Open VedantR3907 opened 1 month ago
@VedantR3907, the issue is due to the way litellm validates if a given model has vision capability or not. So litellm maintains a list of models with their properties and capabilities in a static json and the llama 3.2 models (including the vision models) are not added in it. https://github.com/BerriAI/litellm/blob/fb523b79e9fdd7ce2d3a33f6c57a3679c7249e35/litellm/utils.py#L4974 https://github.com/BerriAI/litellm/blob/main/model_prices_and_context_window.json
For now you try to uninstall zerox and install from this fork (#40):
pip install git+https://github.com/pradhyumna85/zerox.git@formatting-control
and pass validate_vision_capability=False
in the zerox function and see if that solves.

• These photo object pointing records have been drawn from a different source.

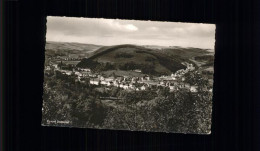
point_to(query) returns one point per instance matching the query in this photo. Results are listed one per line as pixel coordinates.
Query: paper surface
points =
(128, 75)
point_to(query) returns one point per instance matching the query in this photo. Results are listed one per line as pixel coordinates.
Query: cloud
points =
(116, 31)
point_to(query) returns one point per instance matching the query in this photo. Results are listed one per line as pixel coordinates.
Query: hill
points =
(131, 57)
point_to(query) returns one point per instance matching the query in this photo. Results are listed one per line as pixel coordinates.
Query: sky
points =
(116, 31)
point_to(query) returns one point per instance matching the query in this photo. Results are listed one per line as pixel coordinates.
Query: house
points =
(94, 81)
(146, 77)
(143, 87)
(193, 89)
(137, 70)
(47, 68)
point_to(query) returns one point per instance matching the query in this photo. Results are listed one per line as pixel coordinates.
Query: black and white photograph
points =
(132, 75)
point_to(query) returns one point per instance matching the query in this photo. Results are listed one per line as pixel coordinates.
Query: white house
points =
(94, 81)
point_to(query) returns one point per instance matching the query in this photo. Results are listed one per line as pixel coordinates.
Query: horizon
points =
(108, 32)
(126, 44)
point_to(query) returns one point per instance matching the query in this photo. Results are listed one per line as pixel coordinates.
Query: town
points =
(129, 83)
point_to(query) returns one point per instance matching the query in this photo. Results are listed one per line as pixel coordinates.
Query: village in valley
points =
(131, 83)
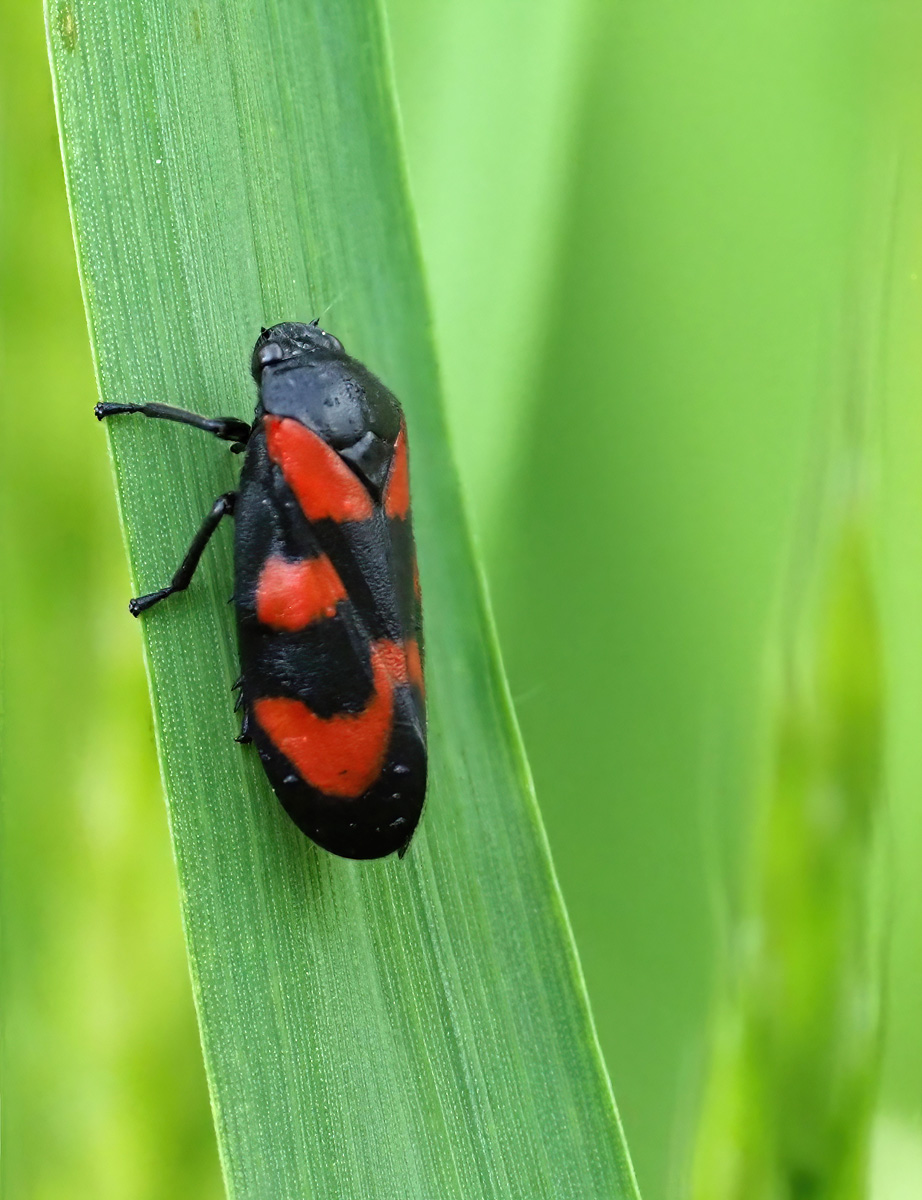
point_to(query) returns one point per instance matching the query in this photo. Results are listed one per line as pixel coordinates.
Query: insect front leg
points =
(228, 429)
(222, 507)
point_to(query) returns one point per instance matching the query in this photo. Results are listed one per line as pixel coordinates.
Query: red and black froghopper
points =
(327, 592)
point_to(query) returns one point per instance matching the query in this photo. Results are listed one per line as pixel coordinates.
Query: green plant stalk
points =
(794, 1075)
(409, 1029)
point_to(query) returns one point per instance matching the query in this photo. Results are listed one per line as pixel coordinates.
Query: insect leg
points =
(222, 507)
(228, 429)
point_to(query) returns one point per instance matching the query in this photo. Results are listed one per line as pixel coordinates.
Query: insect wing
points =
(329, 642)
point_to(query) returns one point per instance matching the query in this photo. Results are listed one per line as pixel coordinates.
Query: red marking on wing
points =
(319, 479)
(414, 664)
(396, 493)
(291, 595)
(339, 755)
(394, 659)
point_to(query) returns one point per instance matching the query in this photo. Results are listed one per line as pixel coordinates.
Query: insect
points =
(325, 591)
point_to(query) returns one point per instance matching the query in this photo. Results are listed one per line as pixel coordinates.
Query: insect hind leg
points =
(222, 507)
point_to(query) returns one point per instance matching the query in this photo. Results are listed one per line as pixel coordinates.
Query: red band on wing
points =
(291, 595)
(396, 493)
(414, 664)
(322, 483)
(339, 755)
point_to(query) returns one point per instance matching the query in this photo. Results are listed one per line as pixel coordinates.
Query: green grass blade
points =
(413, 1029)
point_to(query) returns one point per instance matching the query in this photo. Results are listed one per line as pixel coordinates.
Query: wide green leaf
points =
(390, 1029)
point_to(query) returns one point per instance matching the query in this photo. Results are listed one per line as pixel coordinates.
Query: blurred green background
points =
(672, 252)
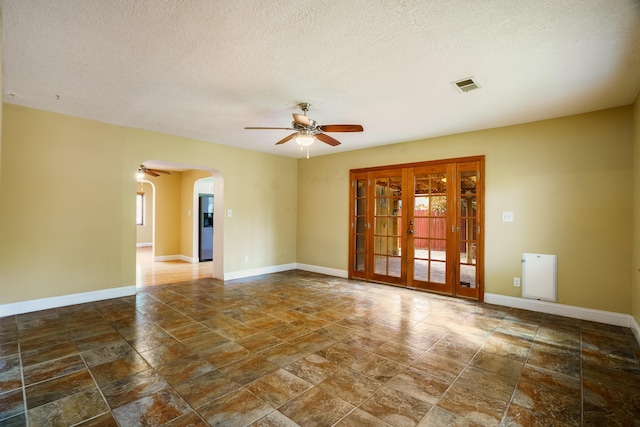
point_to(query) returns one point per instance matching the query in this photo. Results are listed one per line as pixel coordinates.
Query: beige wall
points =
(77, 232)
(568, 182)
(166, 240)
(635, 264)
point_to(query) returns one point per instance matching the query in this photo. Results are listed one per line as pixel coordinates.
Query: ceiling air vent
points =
(466, 85)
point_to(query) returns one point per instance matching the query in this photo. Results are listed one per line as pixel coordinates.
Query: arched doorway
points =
(173, 255)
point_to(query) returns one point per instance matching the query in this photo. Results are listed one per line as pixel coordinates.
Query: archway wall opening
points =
(255, 203)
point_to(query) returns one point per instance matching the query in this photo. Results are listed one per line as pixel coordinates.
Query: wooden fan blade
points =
(327, 139)
(301, 119)
(269, 128)
(159, 171)
(341, 128)
(286, 138)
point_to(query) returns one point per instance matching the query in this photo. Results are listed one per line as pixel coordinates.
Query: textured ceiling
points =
(206, 68)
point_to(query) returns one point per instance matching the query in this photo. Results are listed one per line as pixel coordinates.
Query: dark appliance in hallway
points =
(205, 228)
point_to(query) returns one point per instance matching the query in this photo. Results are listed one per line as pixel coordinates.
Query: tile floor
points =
(298, 348)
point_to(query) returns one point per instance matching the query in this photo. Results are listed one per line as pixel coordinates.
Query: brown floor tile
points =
(11, 404)
(461, 347)
(260, 341)
(190, 330)
(9, 348)
(419, 384)
(104, 420)
(155, 409)
(134, 387)
(316, 345)
(58, 388)
(315, 407)
(98, 340)
(284, 354)
(341, 353)
(225, 354)
(313, 368)
(503, 366)
(51, 369)
(351, 386)
(235, 409)
(396, 407)
(507, 346)
(204, 388)
(378, 367)
(551, 356)
(190, 419)
(185, 369)
(274, 419)
(549, 394)
(168, 353)
(114, 350)
(44, 354)
(69, 410)
(249, 369)
(438, 417)
(358, 417)
(131, 363)
(442, 367)
(474, 405)
(278, 387)
(203, 344)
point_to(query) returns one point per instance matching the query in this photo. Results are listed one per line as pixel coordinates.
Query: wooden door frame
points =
(364, 173)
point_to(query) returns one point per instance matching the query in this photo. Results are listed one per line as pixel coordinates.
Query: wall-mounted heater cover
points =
(539, 277)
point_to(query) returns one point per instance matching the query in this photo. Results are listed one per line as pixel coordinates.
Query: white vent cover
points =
(466, 85)
(539, 276)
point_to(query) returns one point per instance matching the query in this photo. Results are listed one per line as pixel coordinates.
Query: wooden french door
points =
(419, 226)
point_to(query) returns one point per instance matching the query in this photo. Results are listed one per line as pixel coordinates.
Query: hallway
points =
(150, 273)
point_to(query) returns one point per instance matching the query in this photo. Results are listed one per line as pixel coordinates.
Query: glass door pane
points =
(357, 242)
(387, 226)
(467, 227)
(428, 229)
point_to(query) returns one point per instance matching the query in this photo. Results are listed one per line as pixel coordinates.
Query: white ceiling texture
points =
(205, 69)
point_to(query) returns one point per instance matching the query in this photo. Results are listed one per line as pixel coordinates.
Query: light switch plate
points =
(507, 216)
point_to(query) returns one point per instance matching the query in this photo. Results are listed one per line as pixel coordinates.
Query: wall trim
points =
(323, 270)
(635, 328)
(65, 300)
(575, 312)
(259, 271)
(174, 258)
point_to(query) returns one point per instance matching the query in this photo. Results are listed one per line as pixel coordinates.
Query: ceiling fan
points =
(307, 130)
(142, 170)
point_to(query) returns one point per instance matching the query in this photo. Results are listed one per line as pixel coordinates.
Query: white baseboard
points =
(174, 258)
(635, 328)
(64, 300)
(323, 270)
(259, 271)
(593, 315)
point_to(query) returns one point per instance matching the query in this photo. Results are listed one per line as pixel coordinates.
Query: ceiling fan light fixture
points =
(304, 140)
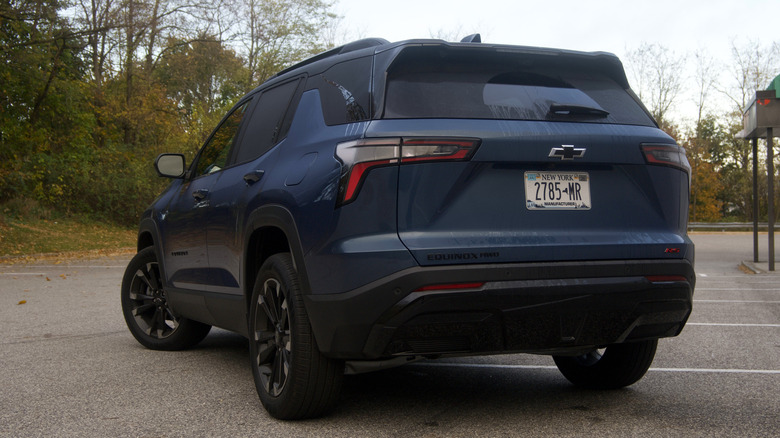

I tried to pass the parameter, We don't have the parameter passed to the Zerox function:
So, There was the same problem with llava models in ollama, So I tried a workaround to see if it works and it foes for ollama llava model as below: pyzerox\models\modellitellm.py
But the same I tried with groq, Which gave me a error from groq i guess:
@VedantR3907, there was some issue as all the kwargs were passed to litellm, fixed that, remove and reinstall pyzerox using the same pip command shared eariler, however this time there is a new error: it seems like groq's llama 3.2 vision models don't support system message with messages with images.
Looks like litellm hasn't added support for vision models from groq.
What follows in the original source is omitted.